And now, a new study came out in which researchers developed a new AI-based technique that can detect the low sugar levels from raw ECG signals using the wearable sensors without any fingerpicking test or taking the blood samples.

Currently, apart from giving the blood samples at diagnosis centers, diabetic people use to measure glucose using the needles at their home with repeated fingerpicks over the day. This is a painful process deterring patient compliance.

But now a new technique developed by researchers at the University of Warwick works with an 82% accuracy, could be the best option for invasive finger-prick testing with a needle, especially for kids who are afraid of needles fingerpicking.

How AI Detect Low Sugar Levels or Hypoglycemia?

The University of Warwick researchers examined how ECG readings changed during a hypoglycaemic event, when blood sugar levels fall below four millimoles per litre.

And they then used the AI system to recognize low levels compared to normal readings.

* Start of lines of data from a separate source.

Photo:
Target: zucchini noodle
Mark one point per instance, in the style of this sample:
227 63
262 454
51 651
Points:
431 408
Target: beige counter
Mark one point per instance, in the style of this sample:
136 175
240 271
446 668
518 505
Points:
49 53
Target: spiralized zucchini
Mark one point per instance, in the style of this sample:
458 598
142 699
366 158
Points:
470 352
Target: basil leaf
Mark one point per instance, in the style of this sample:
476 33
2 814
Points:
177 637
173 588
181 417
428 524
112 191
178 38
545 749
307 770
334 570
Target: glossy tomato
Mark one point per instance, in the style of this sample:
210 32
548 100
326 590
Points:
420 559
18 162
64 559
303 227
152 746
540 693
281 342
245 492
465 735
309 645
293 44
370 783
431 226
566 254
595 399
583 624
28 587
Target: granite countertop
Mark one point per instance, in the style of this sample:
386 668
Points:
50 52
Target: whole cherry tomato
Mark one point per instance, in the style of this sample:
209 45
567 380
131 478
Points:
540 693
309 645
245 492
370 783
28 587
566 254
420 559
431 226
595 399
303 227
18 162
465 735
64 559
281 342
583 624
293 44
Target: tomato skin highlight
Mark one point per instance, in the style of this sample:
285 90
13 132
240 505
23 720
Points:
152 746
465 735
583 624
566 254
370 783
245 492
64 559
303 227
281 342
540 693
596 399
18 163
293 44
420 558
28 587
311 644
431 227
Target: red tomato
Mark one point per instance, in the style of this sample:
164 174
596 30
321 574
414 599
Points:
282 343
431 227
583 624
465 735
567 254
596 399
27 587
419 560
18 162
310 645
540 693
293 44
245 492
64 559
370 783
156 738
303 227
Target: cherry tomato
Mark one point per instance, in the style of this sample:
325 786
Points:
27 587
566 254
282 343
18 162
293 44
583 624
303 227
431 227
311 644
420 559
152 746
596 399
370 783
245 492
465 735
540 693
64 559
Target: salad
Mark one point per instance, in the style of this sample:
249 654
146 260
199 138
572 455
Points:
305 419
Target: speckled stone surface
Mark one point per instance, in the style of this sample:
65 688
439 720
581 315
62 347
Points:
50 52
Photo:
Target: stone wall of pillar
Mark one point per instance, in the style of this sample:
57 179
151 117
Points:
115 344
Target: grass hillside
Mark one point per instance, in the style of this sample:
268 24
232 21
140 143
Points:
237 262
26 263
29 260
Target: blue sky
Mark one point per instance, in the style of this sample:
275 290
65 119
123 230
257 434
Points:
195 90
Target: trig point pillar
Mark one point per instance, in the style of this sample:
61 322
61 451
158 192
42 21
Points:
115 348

As per Dr Leandro Pecchia, from Warwick’s School of Engineering, the AI model has been trained to detect such hypoglycaemia via few ECG beats. This is possible as ECG can be detected in any circumstance, even while sleeping.

Dr. Leandro Pecchia with the new technology: Image Source

How AI is Trained to Detect Sugar Level in Humans?

The study is also explained how the AI was trained on the specific patterns of individual patients rather than on cohort data. This is because the ECG signals that correspond to hypoglycaemic events are different for each patient.

ECG changes between two subjects: Image Source

The figure shows the output of the algorithms over time — the green line represents normal glucose levels, while the red line represents the low glucose levels.

However, this makes difficult, or almost impossible to develop a single AI algorithm that could be rolled out for all patients. However, this may restrict the technology to some degree but allow more tailored treatment of individual patients based on their personal ECG data.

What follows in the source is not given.